Also in my real problem scenario the query planner will sometimes still use the t.dateStart index first even for the query with t.dateEnd predicate first (when t.dateEnd index would be better). So I don't know what I can do to make this query always be fast.
Can you please turn this into a new question because this is completely unrelated to your original question about the identifier lengths.
I agree with @michael.hunger, but I am going to give a short response. First, the following query should produce the same results:
PROFILE MATCH (t:Test)
WHERE t.dateEnd > (datetime($date.from) and t.dateStart < datetime($date.to)
RETURN COUNT(*) AS count
Second, which index is better (dateStart vs dateEnd) is highly dependent on where the 'to' and 'from' dates are within your data set. If your 'to' and 'from' overlap the lower end of your data, then the index on startDate is going to be more selective, since much less data will meet the criteria that 't.dateStart < datetime($date.to) '. In converse, if 'to' and 'from' are high up in your data set, then the index based on dateEnd will be more selective, since much less data will meet the criteria 't.dateEnd > (datetime($date.from) '.
If you have historical data and you are generally query for results over the more current values of the data, then the endDate will be the better index for your more 'live' queries.
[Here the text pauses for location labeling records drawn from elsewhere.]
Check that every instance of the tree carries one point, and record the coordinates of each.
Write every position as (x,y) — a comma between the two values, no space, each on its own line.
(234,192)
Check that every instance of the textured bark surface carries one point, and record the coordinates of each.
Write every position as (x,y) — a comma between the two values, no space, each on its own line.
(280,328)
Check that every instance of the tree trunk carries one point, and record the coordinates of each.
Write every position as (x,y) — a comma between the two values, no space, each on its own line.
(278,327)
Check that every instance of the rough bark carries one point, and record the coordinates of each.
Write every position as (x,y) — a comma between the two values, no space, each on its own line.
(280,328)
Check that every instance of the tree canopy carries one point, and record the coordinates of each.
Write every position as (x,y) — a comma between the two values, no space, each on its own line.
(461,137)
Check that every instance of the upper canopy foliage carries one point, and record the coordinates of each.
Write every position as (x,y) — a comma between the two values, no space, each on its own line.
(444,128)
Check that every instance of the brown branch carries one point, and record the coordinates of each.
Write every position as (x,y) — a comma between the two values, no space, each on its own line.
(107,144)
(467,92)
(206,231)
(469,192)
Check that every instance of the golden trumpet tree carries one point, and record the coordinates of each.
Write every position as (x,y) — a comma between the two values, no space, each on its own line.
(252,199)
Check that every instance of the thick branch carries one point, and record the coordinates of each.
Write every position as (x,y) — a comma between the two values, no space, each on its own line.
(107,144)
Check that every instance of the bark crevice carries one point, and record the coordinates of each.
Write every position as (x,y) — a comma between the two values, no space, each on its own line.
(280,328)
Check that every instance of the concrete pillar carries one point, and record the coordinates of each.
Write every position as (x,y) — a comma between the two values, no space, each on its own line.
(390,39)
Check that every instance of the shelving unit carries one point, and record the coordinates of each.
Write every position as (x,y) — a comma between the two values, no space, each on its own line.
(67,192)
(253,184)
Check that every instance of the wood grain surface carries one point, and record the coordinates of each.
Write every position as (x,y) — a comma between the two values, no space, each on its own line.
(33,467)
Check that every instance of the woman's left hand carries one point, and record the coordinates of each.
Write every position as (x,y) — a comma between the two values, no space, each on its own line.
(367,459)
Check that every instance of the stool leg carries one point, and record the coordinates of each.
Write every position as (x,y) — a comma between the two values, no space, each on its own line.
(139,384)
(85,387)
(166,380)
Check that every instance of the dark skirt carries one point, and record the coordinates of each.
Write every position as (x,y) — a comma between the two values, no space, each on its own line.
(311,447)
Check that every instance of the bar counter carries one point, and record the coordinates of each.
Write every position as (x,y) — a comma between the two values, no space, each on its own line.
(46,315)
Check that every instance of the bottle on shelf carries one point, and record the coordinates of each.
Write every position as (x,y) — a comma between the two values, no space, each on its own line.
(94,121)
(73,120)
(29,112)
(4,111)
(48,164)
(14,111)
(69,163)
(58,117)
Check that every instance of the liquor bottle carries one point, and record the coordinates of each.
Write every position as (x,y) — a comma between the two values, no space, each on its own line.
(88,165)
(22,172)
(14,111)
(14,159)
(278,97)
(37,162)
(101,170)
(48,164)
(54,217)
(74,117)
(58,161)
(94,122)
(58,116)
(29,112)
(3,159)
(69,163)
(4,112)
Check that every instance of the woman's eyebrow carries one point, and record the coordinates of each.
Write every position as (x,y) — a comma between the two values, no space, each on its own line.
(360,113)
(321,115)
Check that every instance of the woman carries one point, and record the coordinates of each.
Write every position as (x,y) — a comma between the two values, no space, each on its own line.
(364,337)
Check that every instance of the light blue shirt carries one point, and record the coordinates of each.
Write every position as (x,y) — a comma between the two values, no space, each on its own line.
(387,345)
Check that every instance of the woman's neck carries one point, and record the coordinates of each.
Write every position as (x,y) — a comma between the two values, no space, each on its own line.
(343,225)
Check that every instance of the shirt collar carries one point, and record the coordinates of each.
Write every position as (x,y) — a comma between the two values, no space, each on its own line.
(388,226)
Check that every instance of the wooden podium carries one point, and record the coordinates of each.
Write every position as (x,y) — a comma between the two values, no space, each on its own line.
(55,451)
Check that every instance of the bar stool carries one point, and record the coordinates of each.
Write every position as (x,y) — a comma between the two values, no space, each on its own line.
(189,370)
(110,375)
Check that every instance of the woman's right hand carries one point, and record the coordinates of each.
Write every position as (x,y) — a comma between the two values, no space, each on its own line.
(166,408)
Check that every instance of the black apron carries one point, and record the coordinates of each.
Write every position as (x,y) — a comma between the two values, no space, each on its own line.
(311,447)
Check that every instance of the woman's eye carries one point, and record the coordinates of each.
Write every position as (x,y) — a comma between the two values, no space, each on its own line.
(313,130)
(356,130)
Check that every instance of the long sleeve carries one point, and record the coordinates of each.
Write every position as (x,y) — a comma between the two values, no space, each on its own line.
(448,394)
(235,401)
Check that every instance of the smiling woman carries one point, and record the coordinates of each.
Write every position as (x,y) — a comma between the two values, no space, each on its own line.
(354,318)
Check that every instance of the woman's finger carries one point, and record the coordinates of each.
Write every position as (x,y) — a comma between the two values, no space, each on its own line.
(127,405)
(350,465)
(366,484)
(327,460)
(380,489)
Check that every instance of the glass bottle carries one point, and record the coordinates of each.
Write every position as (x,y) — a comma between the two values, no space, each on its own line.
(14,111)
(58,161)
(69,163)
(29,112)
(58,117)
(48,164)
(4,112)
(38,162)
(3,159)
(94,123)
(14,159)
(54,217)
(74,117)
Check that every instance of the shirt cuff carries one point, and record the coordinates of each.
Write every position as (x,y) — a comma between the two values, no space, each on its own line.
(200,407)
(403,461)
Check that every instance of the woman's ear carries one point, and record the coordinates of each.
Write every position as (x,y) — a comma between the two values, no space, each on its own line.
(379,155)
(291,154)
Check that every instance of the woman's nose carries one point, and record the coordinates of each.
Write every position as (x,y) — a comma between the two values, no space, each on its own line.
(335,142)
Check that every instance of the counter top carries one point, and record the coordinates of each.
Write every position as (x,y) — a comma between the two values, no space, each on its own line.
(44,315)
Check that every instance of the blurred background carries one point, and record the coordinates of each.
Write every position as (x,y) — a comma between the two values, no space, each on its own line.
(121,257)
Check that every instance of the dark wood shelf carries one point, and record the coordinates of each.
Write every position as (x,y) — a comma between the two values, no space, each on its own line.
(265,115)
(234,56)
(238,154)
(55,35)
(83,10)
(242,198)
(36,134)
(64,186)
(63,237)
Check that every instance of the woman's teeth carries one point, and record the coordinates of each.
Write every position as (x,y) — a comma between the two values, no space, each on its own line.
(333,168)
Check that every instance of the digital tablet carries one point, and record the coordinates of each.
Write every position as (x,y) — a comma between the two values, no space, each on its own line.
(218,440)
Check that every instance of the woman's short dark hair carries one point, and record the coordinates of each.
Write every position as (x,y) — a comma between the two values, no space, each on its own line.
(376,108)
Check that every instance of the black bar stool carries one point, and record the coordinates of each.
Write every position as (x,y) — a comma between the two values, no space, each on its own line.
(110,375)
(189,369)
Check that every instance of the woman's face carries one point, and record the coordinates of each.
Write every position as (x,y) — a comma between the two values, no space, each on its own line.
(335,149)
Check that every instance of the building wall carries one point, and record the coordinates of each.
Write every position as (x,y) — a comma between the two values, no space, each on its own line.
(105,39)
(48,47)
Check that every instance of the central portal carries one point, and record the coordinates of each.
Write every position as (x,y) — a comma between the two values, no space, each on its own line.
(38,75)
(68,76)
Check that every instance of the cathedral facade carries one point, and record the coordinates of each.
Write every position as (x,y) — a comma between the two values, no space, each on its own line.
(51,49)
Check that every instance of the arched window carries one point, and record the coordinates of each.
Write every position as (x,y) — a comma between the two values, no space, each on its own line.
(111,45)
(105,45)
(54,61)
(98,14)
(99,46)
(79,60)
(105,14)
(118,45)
Performance will degrade as you query more historical data.
Everything in this thread revolves around the same problem, same query and same use case so I would not say it is completely unrelated. The thread is unstructured because the problem has evolved and I apologize for that.
The problem started with the identifier length affecting the planner to chose 'dateStart' index instead of 'dateEnd', which was strange and undocumented.
I have tried to fix this query many times, but the planner is not consistent in what index it chooses to use.
We currently have two environments with the same query, same indexes, same data and same filters. In one environment the query takes 1 second because it starts with 'dateStart' index, in the other it takes 50ms because it starts with 'dateEnd' index.
PROFILE MATCH (t:Test)
WHERE (datetime($date.to) < t.dateEnd AND datetime($date.from) > t.dateStart)
OR (datetime($date.from) <= t.dateStart <= datetime($date.to)
OR datetime($date.from) <= t.dateEnd <= datetime($date.to))
RETURN COUNT(*) AS count
I would just like a clear documentation of what parameters affects the planner to choose one index over the other so I can make this query stable and consistent.
Feel free to rename the thread "How does the planner choose index order?" because that is my question for the problem I'm having with this query and use case.
Currently the planner almost never makes decisions based on parameter values. We only sometimes use string/list parameter length, e.g. when query contains predicates like ENDS WITH or IN. For your queries that doesn't apply.
To determine which index to use here, we only consider index size and the number of unique values in the index. Given your sample data, :Test(dateStart) and :Test(dateEnd) are equivalent from the planner perspective. In that case the choice of an index depends mostly on the implementation details of various data structures and sorting algorithms used by the planner. You cannot meaningfully control that by changing variable names or reordering predicates.
To get more control over your query, I suggest rewriting it in a more verbose way. First, split your MATCH into a UNION. Then, add desired index hints to each branch. Finally, to COUNT the results, wrap it into a CALL subquery:
CALL {
MATCH (t:Test) USING INDEX t:Test(dateEnd)
WHERE datetime($date.from) > t.dateStart AND datetime($date.to) < t.dateEnd
RETURN t
UNION
MATCH (t:Test)
WHERE datetime($date.from) <= t.dateStart <= datetime($date.to)
RETURN t
UNION
MATCH (t:Test) USING INDEX t:Test(dateEnd)
WHERE datetime($date.from) <= t.dateEnd <= datetime($date.to)
RETURN t
}
RETURN COUNT(*) AS count
Hope this helps.